Table 2 Conserved nucleotide sequences 5' of biosynthetic operons.

S-adenosylmethionine (SAM)-responsive riboswitches (Table 2) may regulate homoserine O-acetyltransferase (Gmet_2783 = GSU2462, 45% identical to the Leptospira meyeri enzyme [55]), the first dedicated enzyme of methionine biosynthesis, and also two linked cystathionine-γ-synthase/cystathionine-β-lyase genes (Gmet_0698 = GSU0944; Gmet_0699 = GSU0945, 49% and 51% identical to the Lactococcus lactis lyase [56, 57]). Phylogenetic analysis could not distinguish the synthase from the lyase (data not shown), but their presence suggests that homocysteine can be made by transsulfuration of homoserine with cysteine, and not only by the putative O-acetylhomoserine sulfhydrylases (Gmet_0819 = GSU2425, Gmet_2390 = GSU1183 and Gmet_1566, 47%, 56% and 38% identical to the Emericella nidulans enzyme [58], respectively). In G. metallireducens, transsulfuration may also be controlled by a GC-rich element between Gmet_0698 and Gmet_0699, which contains four tandem repeats of the heptanucleotide GGGACCG and is found in 49 intergenic and intragenic locations in the genome (Additional file 6: Figure S2, Additional file 5: Table S4).

The leucine pathway-specific leuA gene (2-isopropylmalate synthase; Gmet_1265 = GSU1906, 49% identical to the E. coli enzyme [59]) may be controlled by feedback inhibition through a T-box [60] predicted to form an antiterminator structure in response to uncharged leucine-specific tRNA having the GAG anticodon (Gmet_R0037 = GSUR030) (Table 2), putatively the only tRNA capable of recognizing 55% of leucine codons in G. metallireducens and 48% in G. sulfurreducens (CTC and CTT).

There are three 3-deoxy-D-arabino-heptulosonate-7-phosphate (DAHP) synthase isoenzymes to catalyze the first step of aromatic amino acid biosynthesis: one similar to aroF of E. coli (Gmet_2375 = GSU2291, 55% identity [61], but with a P148T substitution incompatible with feedback inhibition by tyrosine [62]) and two Thermotoga maritima-type enzymes (Gmet_0024 = GSU3333; Gmet_0346 = GSU3142, 51% and 46% identity [63], respectively).

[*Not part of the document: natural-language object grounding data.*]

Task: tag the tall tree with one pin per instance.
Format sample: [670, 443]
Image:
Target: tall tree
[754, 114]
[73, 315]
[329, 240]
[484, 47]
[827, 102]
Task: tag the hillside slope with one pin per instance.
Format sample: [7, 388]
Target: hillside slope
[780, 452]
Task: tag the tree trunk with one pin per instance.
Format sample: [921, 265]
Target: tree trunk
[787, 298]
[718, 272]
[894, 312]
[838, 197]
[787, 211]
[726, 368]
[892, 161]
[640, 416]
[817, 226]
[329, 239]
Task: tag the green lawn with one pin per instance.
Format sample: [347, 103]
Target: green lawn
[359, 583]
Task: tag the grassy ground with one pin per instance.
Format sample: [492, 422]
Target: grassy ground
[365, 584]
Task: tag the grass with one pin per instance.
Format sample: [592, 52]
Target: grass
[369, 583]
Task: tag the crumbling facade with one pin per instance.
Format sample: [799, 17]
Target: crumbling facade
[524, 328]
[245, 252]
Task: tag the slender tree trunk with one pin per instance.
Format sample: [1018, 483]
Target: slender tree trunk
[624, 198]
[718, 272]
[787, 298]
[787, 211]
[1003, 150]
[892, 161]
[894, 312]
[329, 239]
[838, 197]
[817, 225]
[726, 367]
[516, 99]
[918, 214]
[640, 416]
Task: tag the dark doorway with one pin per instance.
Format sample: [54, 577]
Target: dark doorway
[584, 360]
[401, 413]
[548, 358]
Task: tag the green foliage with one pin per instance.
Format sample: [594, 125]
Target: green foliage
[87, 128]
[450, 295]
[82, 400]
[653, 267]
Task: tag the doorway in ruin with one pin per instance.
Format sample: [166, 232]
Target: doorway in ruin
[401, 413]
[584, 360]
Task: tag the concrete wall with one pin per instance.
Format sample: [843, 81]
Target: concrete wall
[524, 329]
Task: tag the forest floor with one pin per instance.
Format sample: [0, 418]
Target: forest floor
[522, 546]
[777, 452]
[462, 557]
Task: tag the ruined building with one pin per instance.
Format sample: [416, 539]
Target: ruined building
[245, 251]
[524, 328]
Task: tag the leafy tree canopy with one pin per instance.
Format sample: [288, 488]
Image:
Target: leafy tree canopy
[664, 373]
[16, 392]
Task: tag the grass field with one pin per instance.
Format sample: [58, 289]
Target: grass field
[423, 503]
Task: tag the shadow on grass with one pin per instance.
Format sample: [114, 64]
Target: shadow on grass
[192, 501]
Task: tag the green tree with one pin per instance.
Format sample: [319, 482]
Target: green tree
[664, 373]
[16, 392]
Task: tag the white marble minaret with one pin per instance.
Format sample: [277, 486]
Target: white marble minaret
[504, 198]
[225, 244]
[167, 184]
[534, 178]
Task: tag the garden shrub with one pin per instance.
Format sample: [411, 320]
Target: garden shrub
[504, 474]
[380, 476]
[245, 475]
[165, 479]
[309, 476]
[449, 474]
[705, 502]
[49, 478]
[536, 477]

As one chorismate mutase is fused to prephenate dehydratase (pheA; Gmet_0862 = GSU2608, 41% identical to the Pseudomonas stutzeri fusion protein [64]), the other (Gmet_1955 = GSU1828, 30% identical to the chorismate mutase domain of the P. stutzeri fusion protein) may function predominantly in tyrosine biosynthesis, possibly regulated by the adjacent gene product (Gmet_1956 = GSU1829) that resembles the phenylalanine/tyrosine-responsive domain of T. maritima DAHP synthase [65]. Gmet_1956 orthologs phylogenetically cluster with the regulatory domains of Gmet_0024 orthologs (data not shown), suggesting that Gmet_0024 may be a tyrosine-inhibited DAHP synthase and Gmet_0346 may be inhibited by another end product such as phenylalanine. A predicted short RNA element (Gmet_R0069 = GSUR082, Table 2), found 5' of Gmet_0346 and its orthologs in several Geobacteraceae, may participate in regulation of this isoenzyme's expression.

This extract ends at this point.